In the last TLG post, I took a look at intertextuality. This week, it’s corpus statistics. I hope everyone is feeling nicely mathematical today.
As usual, I’m assuming that you’ve logged in and are starting from the main TLG search page.
The New TLG‘s statistics section is both very complex and fairly simple at the same time. When you click on the ‘Statistics‘ link on the main page, you begin at the full corpus page. This page offers the option to refine the full corpus by date and by excluding certain texts (such as texts of uncertain authorship), but is not the page you want to use for a single author. I’ll get to that page later in the post.

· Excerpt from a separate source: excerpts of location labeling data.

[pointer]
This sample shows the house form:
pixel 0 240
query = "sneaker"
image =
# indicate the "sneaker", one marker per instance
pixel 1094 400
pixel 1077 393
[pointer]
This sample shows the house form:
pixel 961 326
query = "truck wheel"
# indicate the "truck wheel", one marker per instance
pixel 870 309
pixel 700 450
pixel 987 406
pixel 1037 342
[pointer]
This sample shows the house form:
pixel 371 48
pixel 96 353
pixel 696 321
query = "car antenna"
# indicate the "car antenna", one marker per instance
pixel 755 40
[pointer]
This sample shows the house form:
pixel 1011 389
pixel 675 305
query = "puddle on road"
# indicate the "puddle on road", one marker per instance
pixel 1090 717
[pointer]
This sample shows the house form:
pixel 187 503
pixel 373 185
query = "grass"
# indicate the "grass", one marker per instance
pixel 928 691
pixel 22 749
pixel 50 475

As you can see, there are a lot of graphs, including a very pretty animated word cloud (it changes you change your date range). The ‘summary‘ sidebar tells you the size of your chosen corpus in texts, words, and authors (this also changes as you change the date range); the best-represented authors in your chosen date range; the largest works in the range; and the most frequent words in your range (both by dictionary entry and by form). The same information is provided in graphical form in the graphs, as well as in tabular form if you click ‘(more)‘ in the summary bar. Both the graphs and the tables can be downloaded.
So all in all, this is an impressive collection of data.

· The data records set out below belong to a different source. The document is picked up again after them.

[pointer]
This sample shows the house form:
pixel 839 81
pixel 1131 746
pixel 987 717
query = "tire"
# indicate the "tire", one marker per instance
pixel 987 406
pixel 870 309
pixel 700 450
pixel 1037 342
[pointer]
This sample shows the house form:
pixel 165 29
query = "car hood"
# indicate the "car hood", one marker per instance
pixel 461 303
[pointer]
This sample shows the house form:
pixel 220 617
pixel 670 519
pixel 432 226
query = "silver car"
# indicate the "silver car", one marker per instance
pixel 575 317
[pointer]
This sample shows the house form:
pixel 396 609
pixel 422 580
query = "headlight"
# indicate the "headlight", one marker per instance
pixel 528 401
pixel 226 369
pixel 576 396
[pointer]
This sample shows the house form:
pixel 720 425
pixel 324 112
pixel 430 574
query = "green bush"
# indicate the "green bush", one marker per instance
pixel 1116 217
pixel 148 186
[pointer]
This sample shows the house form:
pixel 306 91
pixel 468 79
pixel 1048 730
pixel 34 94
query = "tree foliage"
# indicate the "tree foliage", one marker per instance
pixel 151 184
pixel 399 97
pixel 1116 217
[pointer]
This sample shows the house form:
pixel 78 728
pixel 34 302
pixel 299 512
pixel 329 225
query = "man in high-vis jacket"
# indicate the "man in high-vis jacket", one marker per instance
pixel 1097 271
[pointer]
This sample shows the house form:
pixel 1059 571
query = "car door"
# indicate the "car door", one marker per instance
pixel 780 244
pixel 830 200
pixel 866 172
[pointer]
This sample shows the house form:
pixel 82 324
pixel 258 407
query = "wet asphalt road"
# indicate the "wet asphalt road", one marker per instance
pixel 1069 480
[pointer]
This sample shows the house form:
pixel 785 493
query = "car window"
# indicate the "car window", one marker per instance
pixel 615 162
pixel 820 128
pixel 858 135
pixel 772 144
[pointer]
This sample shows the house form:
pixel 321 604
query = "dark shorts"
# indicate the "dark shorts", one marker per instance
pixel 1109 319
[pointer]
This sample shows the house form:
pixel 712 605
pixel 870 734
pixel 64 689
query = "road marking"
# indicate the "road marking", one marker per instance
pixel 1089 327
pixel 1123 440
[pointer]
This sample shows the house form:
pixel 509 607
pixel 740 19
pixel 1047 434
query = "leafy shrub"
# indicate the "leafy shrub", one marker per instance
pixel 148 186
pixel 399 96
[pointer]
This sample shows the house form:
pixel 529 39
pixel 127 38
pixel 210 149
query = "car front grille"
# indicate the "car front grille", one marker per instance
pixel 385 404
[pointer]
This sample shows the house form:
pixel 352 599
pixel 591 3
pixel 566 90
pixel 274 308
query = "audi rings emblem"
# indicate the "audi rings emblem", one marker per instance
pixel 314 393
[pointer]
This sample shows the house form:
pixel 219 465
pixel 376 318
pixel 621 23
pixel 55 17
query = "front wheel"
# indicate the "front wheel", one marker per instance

That being said, I didn’t feel like I learned much from the full-corpus statistics. For example, λέγω, ἔχω, πᾶς, γἰγνομαι are the most common words in Greek texts of 2nd century CE. Of course they are – I’d be more surprised not to see them (and indeed the same four are the most frequent across all Greek texts). Similarly, if you’ve every stared at a bookcase full of Loebs, Teubners, or OCTs, the graphs of authors and how much they wrote probably won’t surprise you (there’s a lot of Plato and Plutarch). So the full-corpus information isn’t that enlightening unless you’re truly new to Greek texts. I certainly remember being shocked by how much Plato there was when I was first reading Greek.
The author statistics are much more useful, and I suspect that this is really what the TLG was expecting when they made these tools. I’ll explain a few potential uses of these tools as I go.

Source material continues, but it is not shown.